Jump to: navigation, search

About SOBA

SOBA is a command line tool and web application for analyzing GFF3 annotations. GFF3 is a standard file format for genomic annotation data. SOBA gathers statistics from GFF3 files and renders them as tables and graphs.

The web version of SOBA will produce the following:

  • Summary statistics of feature types and attributes used
  • Histograms of feature lengths
  • Graphs of Sequence Ontology terms used
  • Histograms of intron density
  • Suggestions to improve SO compliance for invalid terms

In addition, the command line tool (SOBAcl) flexibly produces a much wider variety of tables, figures and graphs based on the data in a GFF3 file, as well as the ability to produce complex and extensible custom reports via a robust template system.

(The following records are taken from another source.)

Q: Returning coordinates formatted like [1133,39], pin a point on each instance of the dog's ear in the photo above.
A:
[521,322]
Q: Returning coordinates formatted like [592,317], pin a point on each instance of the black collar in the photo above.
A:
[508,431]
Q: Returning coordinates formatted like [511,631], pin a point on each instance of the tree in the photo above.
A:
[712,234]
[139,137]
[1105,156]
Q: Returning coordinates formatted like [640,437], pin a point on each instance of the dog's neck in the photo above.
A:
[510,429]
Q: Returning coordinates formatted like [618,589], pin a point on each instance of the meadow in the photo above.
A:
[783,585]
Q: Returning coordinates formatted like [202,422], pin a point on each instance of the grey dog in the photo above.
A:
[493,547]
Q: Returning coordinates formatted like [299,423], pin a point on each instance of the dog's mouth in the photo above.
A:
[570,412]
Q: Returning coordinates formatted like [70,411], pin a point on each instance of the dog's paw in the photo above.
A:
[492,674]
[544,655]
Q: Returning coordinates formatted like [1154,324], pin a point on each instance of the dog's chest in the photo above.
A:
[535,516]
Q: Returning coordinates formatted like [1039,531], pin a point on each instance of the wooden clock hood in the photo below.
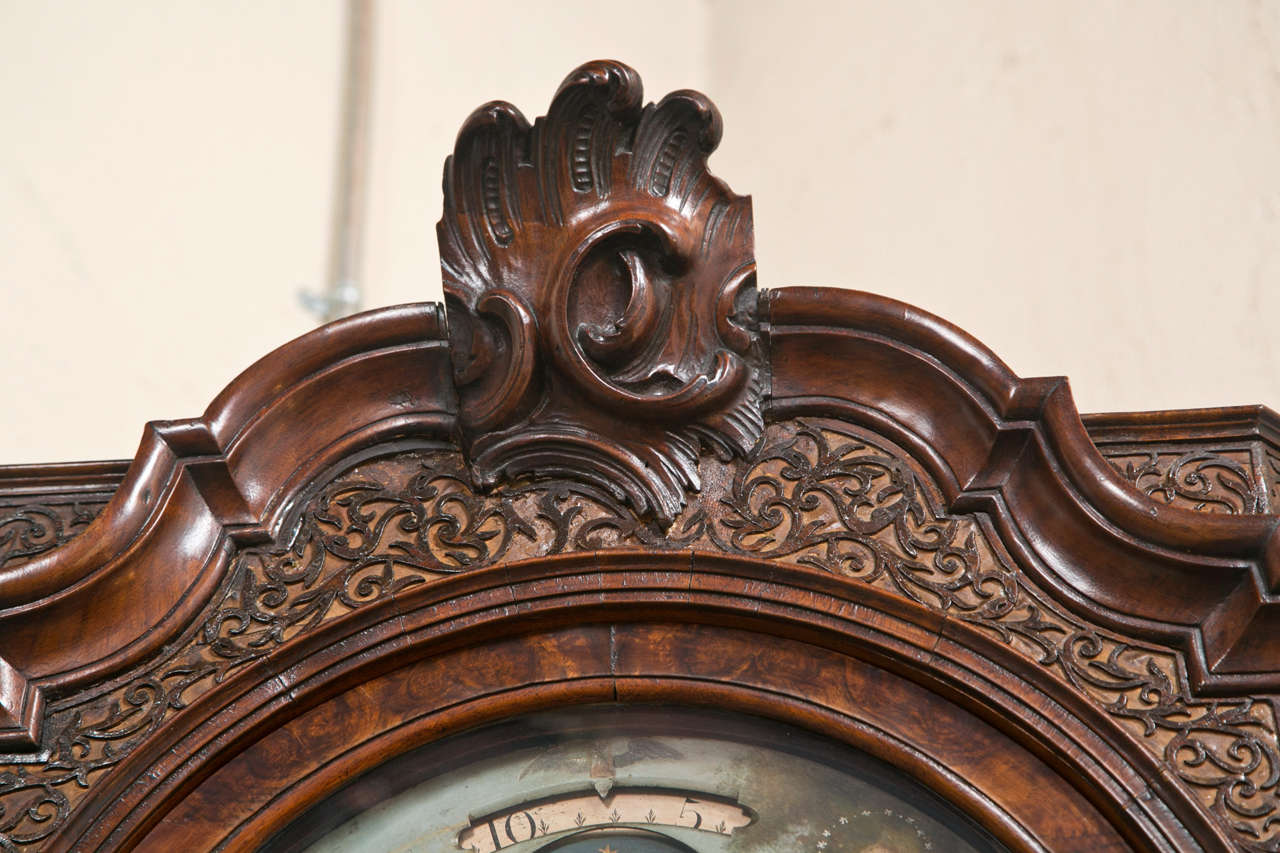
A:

SOBA is a tool for those dealing with genomic sequence annotation who want to view genome-wide summaries of their annotation files. For example: SOBA would be a useful tool at an annotation jamboree for a newly sequenced organism and when preparing the resulting genome paper; SOBA would help those developing annotation tools to quickly evaluate updates to their tool; SOBA assists comparative genomics analyses by providing a high-level overview of the genome of multiple organisms. SOBA complements genome browsers by providing a summary of all the features annotated in the genome.

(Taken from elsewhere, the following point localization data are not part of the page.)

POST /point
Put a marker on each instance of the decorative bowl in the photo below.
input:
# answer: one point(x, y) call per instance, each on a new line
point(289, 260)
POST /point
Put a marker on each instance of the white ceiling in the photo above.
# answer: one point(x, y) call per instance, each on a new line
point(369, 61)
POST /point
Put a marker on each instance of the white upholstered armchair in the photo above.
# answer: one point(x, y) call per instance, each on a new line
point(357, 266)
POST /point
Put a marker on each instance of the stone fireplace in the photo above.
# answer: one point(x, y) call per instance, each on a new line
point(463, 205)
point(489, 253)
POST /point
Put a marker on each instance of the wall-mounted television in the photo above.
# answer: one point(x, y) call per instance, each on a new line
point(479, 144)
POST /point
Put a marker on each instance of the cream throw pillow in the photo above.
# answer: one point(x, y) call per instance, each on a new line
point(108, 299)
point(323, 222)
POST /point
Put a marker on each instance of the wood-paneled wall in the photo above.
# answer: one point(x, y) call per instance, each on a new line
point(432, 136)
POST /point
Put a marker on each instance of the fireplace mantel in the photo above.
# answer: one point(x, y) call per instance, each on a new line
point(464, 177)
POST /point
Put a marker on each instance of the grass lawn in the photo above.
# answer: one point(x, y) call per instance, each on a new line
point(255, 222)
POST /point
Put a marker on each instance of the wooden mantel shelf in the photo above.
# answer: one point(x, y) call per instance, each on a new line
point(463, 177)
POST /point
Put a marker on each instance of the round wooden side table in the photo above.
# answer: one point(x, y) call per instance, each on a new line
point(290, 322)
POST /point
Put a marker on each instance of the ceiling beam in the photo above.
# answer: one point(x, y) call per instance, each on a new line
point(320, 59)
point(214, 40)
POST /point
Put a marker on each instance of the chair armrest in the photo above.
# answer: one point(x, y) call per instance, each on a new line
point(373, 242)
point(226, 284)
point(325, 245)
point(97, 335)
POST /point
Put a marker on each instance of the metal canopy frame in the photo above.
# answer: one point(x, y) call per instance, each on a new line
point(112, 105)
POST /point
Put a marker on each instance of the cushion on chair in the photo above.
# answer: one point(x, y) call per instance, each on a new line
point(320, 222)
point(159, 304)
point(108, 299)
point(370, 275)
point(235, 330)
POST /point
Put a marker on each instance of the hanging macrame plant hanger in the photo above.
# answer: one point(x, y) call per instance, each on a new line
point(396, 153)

SOBA is built with Perl (and JavaScript for the web interface). The web interface uses CGI::Application as a Perl webapp framework and the JQuery JavaScript library for Web 2.0 effects and AJAX. Both versions of SOBA use the Template Tooklit (TT) to generate html/txt reports, graphviz for the ontology graphs, and GD for charts. Template Toolkit makes extensibility very easy, at least for someone who's willing to learn the fairly simple template language of TT as you don't need to know Perl or any other programming to use TT.

SOBA Web Application

Documentation for the web interface to SOBA is available on the Sequence Ontology Wiki as well as via tool-tips on the site itself.

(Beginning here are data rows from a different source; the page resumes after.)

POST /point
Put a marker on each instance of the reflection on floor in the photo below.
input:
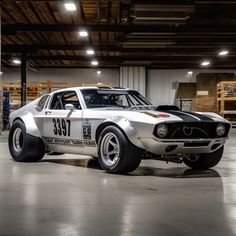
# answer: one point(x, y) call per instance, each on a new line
point(72, 195)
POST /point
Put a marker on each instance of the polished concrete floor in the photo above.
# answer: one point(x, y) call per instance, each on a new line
point(70, 195)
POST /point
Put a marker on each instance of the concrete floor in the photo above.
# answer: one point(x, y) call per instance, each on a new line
point(70, 195)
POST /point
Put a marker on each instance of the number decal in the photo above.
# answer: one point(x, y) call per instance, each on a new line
point(68, 123)
point(61, 127)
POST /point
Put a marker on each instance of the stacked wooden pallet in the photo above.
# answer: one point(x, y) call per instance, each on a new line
point(204, 104)
point(226, 100)
point(34, 90)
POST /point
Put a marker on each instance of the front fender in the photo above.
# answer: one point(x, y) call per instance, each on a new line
point(125, 126)
point(30, 125)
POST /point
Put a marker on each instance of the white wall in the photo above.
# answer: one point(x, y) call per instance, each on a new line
point(133, 77)
point(74, 76)
point(160, 87)
point(161, 84)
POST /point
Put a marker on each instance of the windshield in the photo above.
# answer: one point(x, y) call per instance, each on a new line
point(95, 98)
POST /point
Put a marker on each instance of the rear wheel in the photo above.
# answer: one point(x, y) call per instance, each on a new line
point(24, 147)
point(204, 161)
point(116, 154)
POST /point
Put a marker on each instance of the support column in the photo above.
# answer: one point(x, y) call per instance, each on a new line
point(23, 78)
point(133, 77)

Navigate to the SOBA Web Application with any modern browser that has JavaScript enabled.

SOBA main page


SOBA feature type counts


SOBA feature lengths


SOBA Feature length distribution


SOBA CDS length histogram


SOBA ontology graph


SOBAcl

Information and downloads for SOBAcl are available from the Sequence Ontology website.


Tutorial AMI

  • NAME: GMOD Summer 2014 - SOBA/GAL
  • ID: ami-58846d30

Getting Started

Let's start by grabbing some data to play with.

cd /home/ubuntu/soba_course/
wget topaz.genetics.utah.edu/SOBA_GMOD_demo.tar.gz
tar -xzvf SOBA_GMOD_demo.tar.gz
cd soba/
export PATH=$PATH:/usr/local/SOBA/bin

Help

Documentation for the command line version, SOBAcl, is available as a usage statement with the script itself:

SOBAcl --help
Synopsis:

SOBAcl [options] db_name
SOBAcl [options] file.gff3

SOBAcl file.gff3 2> soba_count.txt

Description:

The Sequence Ontology Bioinformatics Analysis command line tool
(SOBAcl) will generate a variety of reports from the data in GFF3
files.  The data can optionally first be loaded into a database.

Options:

  --help      Print this help page and exit.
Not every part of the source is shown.